Sorte no 'amor', azar no jogo! Ministro e prefeito vão ao estádio, mas perdem para o 'time do povo'

Comerário, ainda o maior - Diferente do que alguns pregam hoje, a maior rivalidade entre torcidas em Mato Grosso do Sul continua sendo entre Comercial e Operário. O jogo também é o de maior público e renda no Estado. O borderô aponta público de 2.528 torcedores e renda de R$ 35 mil. Na abertura, Operário e Corumbaense teve 2.050 torcedores e renda de R$ 30,6 mil.

Melhor em campo - Fernandinho foi o melhor do Comerário, ao menos na opinião deste que vos escreve. O craque não estava na escalação inicial, mas Daniel sentiu problema muscular no aquecimento.

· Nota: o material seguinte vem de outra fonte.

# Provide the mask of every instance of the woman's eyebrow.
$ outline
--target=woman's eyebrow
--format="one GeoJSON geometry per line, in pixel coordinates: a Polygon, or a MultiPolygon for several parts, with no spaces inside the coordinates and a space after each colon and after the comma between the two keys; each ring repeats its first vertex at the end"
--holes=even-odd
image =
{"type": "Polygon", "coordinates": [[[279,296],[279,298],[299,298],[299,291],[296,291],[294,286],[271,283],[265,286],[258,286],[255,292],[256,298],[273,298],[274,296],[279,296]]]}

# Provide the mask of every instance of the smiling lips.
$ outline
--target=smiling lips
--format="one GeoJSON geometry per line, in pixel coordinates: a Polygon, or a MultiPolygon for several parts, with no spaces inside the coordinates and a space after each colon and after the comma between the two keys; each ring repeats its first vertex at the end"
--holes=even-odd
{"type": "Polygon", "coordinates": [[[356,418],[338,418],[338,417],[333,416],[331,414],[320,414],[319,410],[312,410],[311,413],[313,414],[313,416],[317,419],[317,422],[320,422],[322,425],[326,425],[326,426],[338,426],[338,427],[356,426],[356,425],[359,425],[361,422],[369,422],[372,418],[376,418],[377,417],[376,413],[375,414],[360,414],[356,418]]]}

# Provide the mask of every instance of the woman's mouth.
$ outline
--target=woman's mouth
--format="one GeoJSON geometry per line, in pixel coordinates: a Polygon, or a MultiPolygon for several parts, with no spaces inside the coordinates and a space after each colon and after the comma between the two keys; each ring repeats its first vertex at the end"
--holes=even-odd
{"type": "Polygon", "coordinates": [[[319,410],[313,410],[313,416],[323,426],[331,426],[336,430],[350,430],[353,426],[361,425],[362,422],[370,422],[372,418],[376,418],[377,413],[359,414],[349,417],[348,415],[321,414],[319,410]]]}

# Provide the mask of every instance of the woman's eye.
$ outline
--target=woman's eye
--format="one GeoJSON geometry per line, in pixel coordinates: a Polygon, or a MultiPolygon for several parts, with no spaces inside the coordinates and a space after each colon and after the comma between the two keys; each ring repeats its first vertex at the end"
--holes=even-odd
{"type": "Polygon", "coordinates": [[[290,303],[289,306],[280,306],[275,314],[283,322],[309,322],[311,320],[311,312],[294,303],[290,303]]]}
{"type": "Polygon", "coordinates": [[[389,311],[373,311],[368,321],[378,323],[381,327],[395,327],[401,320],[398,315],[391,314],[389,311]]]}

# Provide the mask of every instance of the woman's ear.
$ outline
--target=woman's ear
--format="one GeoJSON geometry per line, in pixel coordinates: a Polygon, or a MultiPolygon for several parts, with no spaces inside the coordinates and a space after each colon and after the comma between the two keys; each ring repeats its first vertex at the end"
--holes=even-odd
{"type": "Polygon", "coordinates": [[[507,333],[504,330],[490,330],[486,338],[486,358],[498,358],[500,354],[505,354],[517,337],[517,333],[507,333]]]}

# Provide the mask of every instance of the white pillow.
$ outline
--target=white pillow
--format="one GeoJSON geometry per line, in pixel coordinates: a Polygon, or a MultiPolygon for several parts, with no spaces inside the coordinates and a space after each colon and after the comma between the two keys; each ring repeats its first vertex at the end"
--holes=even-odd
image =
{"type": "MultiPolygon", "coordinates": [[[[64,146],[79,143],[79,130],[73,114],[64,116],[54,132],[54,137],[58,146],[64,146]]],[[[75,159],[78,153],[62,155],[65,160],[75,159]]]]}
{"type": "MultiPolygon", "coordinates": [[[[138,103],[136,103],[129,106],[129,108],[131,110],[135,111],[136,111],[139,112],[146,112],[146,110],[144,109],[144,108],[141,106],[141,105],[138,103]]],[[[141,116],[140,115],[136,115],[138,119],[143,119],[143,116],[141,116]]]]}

Assim, ao acaso, Fernandinho entrou como ponta-direita e fez seu papel.

Todo-campista - Volante de origem, posição em que foi campeão estadual ano passado, Fernandinho por pouco não foi para o boliviano Blooming em 2019. Sorte do Galo, que trouxe um jogador de confiança. "Também jogo como meia central ou mesmo como hoje, pelas pontas. Onde precisar, consigo jogar bem", frisa o próprio atleta, que tem passagem pela base do Santos.

Ministro da Saúde, Mandetta aproveitou para conferir o
clássico neste domingo no Morenão
(Foto: Otávio Neto/CBN CG 93,7 FM)
Homens do poder - O atual ministro da Saúde, Luiz Henrique Mandetta, e o prefeito Marquinhos Trad, marcaram presença no clássico. Conhecidos colorados da Capital, os primos, que passam por bom momento político, não demonstraram a mesma sorte no jogo e viram o Operário, chamado por muitos como o Galo do Povo, virar e vencer por 3 a 1.

Na bronca - Jogadores e dirigentes colorados saíram na bronca com o árbitro do Comerário de número 190, Augusto Borges Ortega. Consideram que o pênalti marcado sobre Fernandinho foi inexistente e reclamam que ele prejudicou o time, que já tinha levado a virada de 2 a 1, mas poderia se recuperar e empatar, ou até virar o jogo. Pois é, pois é, pois é...

Mais bronca - Sábado, no duelo União 0x1 Serc, a arbitragem foi alvo de protesto dos presidentes dos dois clubes, extremamente nervosos com as marcações. Conceituado ex-árbitro não titubeou em esclarecer: não existe maldade, só erros para os dois lados. Acontece, é da vida.

Muita bronca - A comemoração colorada ao abrir o placar no clássico não foi considerada a das mais amigáveis, afinal, Renato Maceió imitou uma galinha enquanto corria para a galera. Tal gesto é tido como maior ofensa possível contra o Operário, conhecido pela alcunha de Galo.

Pega leve - A provocação de Maceió aconteceu, justamente, no primeiro Comerário após a confusão em que o gandula e terceiro goleiro colorado Tadeu Kutter foi perseguido e agredido pelo atacante Jefferson Reis. Será que ninguém orientou o novo atacante colorado que tais provocações podem ser evitadas, principalmente depois de tudo o que aconteceu ano passado?

Vai pra lá! - Metido a esperto, torcedor com a camisa do América-RN, toda vermelha, comemorou efusivamente o gol do Comercial no setor dos torcedores operarianos. Resultado: chamou a atenção dos policiais, que o retiraram dali prontamente. O sujeito, com "cara de bunda" e sem poder reagir, teve que ouvir quieto a vaias e xingamentos. Vai vendo...

Jogador de 'mil reais' - Conhecido por seu temperamento explosivo, Eduardo Arroz foi um dos melhores do Galo na derrota contra o Águia Negra em Rio Brilhante, há duas semanas. Porém, foi ofuscado por ele mesmo: em entrevista, ofendeu os rivais, os chamando de "jogadores de mil reais" e que vão sempre jogar no MS.

Mais calma... - Já no clássico de domingo, Arroz teve atuação mais tímida, mas também mais segura na marcação. O jogador mostrou mais tranquilidade em campo, assim como todo a equipe, apesar de sair atrás no placar. Sinal da experiência ou efeito Arilson Costa?

Cera - O goleiro Rodolfo viu o colorado sair à frente no placar, apesar do jogo ainda estar na metade do primeiro, e iniciou uma sequência de "ceras". Cedo demais. Logo o empate veio e Rodolfo passou a se levantar mais rápido que gato escaldado.